We're taking a bit of a breather while the world rearranges its underpants. Meanwhile, the other blog is here.

Wednesday, September 09, 2009

Always wash your brushes and put the ladders away

Sundry muck-ups and duplications in projects and programmes within the council are tripping people up left, right and centre. If there aren't three groups of highly-paid jackanapes doing a children's web site that never happens there's two groups building a staff consultation system that isn't delivered. If it's not an expensive online forms system that isn't implemented because the IT section say it isn't a priority it's a personnel system that can't tell you how many vacant posts you've got in your service and which says that the bloke who's been sitting next to you all week has been off sick for the past month.

There is always room for such things in any organisation. However, it is getting much, much worse of late. Largely because everybody's beavering away in their own little boxes and nobody's talking to anybody else.

This wasn't always the case.

Time was we had access to the services of Ulmsley Warton, the Team Leader of the old Policy & Research Team. Ulmsley's particular genius was that he could not only remember names he could remember what people did or were doing. As head of the P&R Team he attended all the usual panoply of high-level gabfests, as you'd expect. But then he'd go away and have a think about who he knew was doing something that would either benefit from a particular project, or could contribute something useful to it. And who he knew had some expert knowledge that might be useful. As such he was often the matchmaker or midwife for a lot of useful work.
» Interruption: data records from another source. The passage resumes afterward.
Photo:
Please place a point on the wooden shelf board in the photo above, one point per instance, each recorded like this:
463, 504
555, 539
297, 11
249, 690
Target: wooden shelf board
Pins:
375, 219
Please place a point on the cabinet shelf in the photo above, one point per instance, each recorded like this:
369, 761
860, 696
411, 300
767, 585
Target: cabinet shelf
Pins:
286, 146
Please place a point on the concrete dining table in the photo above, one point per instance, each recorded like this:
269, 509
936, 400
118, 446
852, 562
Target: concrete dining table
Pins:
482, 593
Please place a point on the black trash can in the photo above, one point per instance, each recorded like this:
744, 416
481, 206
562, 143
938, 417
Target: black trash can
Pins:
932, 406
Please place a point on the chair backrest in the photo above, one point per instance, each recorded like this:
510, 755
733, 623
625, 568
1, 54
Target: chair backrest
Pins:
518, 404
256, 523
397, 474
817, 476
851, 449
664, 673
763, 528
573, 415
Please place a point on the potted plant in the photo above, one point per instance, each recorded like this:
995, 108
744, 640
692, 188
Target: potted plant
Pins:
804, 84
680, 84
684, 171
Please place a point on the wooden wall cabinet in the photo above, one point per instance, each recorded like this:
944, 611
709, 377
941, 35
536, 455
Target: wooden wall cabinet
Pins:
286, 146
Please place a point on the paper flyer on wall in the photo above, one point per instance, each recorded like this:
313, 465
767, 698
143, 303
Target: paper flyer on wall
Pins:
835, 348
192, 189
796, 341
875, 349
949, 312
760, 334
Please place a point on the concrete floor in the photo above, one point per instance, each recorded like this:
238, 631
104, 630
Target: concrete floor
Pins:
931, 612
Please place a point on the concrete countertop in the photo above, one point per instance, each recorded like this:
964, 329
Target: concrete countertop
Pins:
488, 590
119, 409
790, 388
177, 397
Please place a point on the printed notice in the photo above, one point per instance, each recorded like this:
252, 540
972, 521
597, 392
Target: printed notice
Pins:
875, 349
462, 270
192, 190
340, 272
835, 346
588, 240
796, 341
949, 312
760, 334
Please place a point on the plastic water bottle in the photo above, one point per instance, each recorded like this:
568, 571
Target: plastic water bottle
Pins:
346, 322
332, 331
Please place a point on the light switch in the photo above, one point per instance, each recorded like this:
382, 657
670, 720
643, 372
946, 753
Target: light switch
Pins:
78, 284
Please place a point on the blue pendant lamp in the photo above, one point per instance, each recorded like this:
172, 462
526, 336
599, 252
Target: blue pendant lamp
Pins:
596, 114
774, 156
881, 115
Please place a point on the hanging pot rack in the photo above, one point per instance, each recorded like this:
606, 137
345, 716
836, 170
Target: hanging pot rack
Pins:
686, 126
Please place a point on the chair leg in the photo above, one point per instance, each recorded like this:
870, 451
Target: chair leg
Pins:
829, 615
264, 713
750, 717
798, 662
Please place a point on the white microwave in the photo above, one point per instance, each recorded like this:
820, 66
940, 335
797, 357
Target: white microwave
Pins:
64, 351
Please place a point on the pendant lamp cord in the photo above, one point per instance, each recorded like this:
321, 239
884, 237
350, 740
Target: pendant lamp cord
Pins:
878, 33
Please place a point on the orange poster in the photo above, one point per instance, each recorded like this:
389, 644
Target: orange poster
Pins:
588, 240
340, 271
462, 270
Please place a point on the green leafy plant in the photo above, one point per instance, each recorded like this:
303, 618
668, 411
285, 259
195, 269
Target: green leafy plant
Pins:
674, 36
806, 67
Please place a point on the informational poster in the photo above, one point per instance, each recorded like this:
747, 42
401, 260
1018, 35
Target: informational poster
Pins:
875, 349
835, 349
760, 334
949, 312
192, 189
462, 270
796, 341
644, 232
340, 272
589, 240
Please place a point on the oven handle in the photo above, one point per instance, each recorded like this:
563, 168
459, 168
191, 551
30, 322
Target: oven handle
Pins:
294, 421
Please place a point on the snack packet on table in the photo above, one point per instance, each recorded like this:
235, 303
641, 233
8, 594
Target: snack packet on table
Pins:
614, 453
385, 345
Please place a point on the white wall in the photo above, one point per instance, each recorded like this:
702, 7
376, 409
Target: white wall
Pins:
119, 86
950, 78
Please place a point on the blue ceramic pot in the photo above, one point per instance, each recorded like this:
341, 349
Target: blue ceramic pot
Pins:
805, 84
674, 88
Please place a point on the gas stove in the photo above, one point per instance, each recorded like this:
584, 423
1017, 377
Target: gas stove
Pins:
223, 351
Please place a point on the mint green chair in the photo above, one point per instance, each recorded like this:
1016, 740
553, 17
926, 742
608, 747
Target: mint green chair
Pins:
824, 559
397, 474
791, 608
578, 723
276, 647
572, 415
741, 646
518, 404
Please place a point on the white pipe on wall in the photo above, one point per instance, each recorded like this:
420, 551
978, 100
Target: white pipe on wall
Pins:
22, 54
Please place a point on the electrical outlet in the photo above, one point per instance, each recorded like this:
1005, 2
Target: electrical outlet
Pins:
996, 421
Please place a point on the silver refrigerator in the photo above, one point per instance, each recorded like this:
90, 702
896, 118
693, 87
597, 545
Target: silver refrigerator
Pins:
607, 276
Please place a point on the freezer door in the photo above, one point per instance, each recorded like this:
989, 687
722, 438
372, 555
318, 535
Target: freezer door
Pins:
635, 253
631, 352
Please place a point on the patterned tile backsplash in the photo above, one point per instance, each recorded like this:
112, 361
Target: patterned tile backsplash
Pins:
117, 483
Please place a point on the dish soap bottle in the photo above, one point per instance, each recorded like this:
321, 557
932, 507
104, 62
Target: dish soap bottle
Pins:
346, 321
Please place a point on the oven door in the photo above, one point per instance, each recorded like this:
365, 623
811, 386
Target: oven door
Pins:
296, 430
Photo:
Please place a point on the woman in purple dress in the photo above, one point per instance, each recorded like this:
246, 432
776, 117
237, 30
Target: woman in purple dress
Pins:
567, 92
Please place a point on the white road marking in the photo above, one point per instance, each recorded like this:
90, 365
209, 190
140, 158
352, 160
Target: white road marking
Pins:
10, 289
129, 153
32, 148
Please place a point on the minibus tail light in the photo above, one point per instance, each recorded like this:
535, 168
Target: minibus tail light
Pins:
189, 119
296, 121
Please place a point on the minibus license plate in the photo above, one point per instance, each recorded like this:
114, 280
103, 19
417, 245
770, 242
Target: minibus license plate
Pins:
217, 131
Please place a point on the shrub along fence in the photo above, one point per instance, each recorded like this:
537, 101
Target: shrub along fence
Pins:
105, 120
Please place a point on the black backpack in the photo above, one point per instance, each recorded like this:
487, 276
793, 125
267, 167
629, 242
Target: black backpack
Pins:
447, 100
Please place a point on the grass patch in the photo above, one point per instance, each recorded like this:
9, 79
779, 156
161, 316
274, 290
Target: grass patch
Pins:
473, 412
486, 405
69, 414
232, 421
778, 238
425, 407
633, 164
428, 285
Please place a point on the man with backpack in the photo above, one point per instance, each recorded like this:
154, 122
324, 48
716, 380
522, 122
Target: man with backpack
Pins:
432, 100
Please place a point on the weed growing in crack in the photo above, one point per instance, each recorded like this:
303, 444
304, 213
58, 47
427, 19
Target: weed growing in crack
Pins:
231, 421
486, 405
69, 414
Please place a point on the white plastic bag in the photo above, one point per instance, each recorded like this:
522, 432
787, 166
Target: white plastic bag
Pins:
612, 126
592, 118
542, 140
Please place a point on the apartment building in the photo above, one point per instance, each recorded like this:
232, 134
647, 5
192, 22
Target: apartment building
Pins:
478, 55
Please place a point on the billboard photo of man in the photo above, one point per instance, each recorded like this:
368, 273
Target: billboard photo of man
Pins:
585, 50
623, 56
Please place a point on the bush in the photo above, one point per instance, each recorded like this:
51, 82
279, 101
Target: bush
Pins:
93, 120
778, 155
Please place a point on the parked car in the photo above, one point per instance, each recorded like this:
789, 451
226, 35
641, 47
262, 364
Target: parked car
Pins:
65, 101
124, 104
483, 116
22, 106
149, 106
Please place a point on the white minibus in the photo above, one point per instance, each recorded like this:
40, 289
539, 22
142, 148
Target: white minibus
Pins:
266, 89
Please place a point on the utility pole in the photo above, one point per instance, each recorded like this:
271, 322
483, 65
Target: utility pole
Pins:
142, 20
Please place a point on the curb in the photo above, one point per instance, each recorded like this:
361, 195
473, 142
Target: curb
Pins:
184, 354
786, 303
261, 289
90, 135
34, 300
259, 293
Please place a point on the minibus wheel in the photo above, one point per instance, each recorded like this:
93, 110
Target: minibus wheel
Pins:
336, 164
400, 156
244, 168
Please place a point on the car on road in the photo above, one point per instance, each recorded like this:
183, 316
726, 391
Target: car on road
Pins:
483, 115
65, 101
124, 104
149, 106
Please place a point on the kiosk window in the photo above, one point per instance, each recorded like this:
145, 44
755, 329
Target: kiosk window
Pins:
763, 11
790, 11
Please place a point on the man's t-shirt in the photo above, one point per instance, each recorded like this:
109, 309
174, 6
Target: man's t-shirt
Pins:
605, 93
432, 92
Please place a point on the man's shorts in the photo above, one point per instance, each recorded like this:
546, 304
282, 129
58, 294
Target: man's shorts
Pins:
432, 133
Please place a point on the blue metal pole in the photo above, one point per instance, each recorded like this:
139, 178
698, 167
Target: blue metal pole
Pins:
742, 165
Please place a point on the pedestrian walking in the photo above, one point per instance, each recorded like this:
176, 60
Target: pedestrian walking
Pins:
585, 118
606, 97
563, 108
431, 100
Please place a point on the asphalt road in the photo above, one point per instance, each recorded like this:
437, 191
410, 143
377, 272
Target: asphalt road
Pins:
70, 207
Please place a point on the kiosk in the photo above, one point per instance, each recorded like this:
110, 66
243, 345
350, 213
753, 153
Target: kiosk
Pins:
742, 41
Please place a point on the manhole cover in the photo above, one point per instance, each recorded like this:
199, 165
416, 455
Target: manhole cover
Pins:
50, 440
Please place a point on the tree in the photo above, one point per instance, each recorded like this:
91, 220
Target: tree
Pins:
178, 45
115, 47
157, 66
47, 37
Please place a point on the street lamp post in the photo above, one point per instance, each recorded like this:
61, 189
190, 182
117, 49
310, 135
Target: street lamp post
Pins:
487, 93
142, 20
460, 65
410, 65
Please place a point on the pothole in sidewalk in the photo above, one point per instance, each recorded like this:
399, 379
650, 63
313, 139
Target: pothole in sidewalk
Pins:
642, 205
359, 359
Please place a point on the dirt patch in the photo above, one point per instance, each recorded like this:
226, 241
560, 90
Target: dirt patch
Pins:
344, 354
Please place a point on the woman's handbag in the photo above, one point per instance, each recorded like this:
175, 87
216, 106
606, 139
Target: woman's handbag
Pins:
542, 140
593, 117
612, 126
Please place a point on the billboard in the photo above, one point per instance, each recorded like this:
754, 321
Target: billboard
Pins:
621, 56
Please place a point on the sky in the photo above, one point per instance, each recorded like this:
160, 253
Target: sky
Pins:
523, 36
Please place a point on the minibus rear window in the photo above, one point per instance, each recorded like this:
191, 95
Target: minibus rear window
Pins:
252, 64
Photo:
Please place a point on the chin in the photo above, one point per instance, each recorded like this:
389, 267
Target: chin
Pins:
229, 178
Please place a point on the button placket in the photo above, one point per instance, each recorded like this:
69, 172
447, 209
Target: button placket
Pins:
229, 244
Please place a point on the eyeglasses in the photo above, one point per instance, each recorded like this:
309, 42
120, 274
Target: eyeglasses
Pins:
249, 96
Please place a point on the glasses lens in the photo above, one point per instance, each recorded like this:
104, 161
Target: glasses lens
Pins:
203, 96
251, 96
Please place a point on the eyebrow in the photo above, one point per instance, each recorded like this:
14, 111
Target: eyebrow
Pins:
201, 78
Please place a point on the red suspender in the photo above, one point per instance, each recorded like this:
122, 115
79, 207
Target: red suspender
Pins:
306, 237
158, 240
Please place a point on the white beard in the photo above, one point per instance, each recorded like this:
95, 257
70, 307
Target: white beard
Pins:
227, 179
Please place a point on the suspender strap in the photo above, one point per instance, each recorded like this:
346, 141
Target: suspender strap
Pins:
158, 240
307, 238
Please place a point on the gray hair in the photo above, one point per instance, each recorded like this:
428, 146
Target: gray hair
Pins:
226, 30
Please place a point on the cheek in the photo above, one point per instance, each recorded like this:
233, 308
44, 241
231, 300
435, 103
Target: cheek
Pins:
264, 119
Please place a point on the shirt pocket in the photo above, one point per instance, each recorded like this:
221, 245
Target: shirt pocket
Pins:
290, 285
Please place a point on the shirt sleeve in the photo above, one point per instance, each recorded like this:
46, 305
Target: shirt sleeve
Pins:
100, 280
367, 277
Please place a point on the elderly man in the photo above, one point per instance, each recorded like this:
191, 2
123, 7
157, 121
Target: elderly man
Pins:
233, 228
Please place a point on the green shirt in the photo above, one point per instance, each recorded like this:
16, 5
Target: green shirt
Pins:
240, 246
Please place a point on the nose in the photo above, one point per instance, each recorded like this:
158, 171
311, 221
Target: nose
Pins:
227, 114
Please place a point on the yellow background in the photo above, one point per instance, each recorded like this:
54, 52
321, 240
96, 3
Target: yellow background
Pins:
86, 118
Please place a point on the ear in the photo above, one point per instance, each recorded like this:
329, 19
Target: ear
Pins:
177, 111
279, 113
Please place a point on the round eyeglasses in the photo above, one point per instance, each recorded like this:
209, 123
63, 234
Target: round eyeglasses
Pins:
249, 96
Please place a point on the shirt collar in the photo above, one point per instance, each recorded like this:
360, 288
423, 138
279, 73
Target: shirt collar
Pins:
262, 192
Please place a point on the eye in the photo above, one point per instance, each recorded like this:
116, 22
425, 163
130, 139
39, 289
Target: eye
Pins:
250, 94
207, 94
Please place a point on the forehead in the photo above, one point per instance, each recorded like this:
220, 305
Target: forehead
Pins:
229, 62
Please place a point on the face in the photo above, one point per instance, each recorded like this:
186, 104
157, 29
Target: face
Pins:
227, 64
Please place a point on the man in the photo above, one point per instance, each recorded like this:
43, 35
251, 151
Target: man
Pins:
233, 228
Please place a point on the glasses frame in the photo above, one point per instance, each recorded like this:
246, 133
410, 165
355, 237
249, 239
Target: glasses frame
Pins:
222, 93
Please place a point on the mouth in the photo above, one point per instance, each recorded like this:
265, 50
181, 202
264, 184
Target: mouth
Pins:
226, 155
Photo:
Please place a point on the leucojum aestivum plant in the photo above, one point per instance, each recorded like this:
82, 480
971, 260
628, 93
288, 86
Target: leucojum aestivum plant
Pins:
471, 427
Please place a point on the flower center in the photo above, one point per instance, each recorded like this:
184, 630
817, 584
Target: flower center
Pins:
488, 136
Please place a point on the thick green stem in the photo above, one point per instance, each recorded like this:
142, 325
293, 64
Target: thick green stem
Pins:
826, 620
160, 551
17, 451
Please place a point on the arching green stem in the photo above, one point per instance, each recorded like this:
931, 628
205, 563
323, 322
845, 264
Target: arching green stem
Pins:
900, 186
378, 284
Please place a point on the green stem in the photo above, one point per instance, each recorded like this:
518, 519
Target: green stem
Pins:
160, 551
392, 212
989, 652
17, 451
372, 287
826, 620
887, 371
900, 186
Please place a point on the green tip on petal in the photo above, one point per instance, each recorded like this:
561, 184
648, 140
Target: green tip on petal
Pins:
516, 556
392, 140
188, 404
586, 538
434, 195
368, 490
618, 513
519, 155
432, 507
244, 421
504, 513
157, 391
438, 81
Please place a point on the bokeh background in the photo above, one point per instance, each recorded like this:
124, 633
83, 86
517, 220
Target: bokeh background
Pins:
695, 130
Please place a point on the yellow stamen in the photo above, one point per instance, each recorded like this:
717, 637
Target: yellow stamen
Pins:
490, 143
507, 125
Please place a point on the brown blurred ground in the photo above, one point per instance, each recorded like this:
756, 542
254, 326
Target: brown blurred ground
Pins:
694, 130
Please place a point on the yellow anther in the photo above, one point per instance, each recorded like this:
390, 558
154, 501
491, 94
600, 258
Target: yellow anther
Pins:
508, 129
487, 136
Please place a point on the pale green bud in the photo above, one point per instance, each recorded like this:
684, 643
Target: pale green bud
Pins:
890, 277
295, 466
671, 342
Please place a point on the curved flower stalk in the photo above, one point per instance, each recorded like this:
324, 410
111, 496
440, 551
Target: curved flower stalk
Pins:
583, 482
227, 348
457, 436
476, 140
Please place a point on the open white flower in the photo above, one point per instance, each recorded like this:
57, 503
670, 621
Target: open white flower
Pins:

Oh, to be sure, there'd be all the usual cobblers going on at a high level but at the sharp end of things there'd be unlikely synergies and sharings of ideas and practices and things would happen in their own quiet way. People starting a project would be told as a matter of routine: "go and have a chat with Ulmsley," and he would spare them an odd ten minutes to give them nods and pointers and a collection of useful contacts. Many's the time I'd get a 'phone call from somebody saying: "I've just had a chat with Ulmsley Warton and he said I should talk to you about..." And I have reason to be grateful to him a few times too: "I've just had a chat with Ulmsley Warton and he says that you could use..."

Ah, we don't work that way any more. Ulmsley's retired, I hope his health allows him many active years. And we have a whole bunch of new processes and procedures to make everything utterly impenetrable. When I start chafing at being demoted to lowly serf status in the Library Service (I'm still doing the same job, we just have a different management culture) I'm consoled by the thought that I'm probably well out of it these days.

6 comments:

Gadjo Dilo said...

There is a film in all this, Kevin. Shame that Alistair Sim is no longer with us, I suspect he would've made a fine Ulmsley Warton.

Affer said...

Could you bear a compliment? This reminds me of Neville Shute's writing: crisp and to the point. And rather sad; for despite all our so-called advances in education, technology, systems, blah-blah, 'business' and 'management' today seems to have forgotten how brilliant humans are when allowed to use a few thousand years of evolution.

Pat said...

Ah Umsley - they don't make them like that anymore.
I also love your writing but reading what Affer says I wonder if your writing is prompted by humour or despair. I do hope the formsr.

Macy said...

Mr M - my agreement with the Big American Bank precludes me from giving any details about anything. But if it's any consolation I can assure you that demotivation, inept management and de-personalisation are rife throughout the financial services sector too.

Kevin Musgrove said...

Gadjo: I suspect it's something sequential, like the Perils of Pauline.

Affer: I can certainly bear the spirit of a compliment, thank you sir. The best organisations always find a way to sideline the fads and get the humans systems working for them.

Pat: and thank you, too, lady. It's despair, Pat, real, deep, awful despair.

Macy: I have friends and relatives who have left the sector with solicitors' agreements, I understand completely.

Charlie said...

My wife works with an Ulmsley Warton-type who has been with the company for forty-five years. When she has a question or problem she asks Bill and gets a simple answer straightaway.

The High Priests in Kansas City and Chicago pay him no mind, though. They have their committees and boards and workgroups and IT, but Bill is only a lowly shipping yard manager—a fellow who has been in the trenches for nearly half a century.

Unfortunately, the Ulmsleys and Bills are a dying breed—and NO pun intended.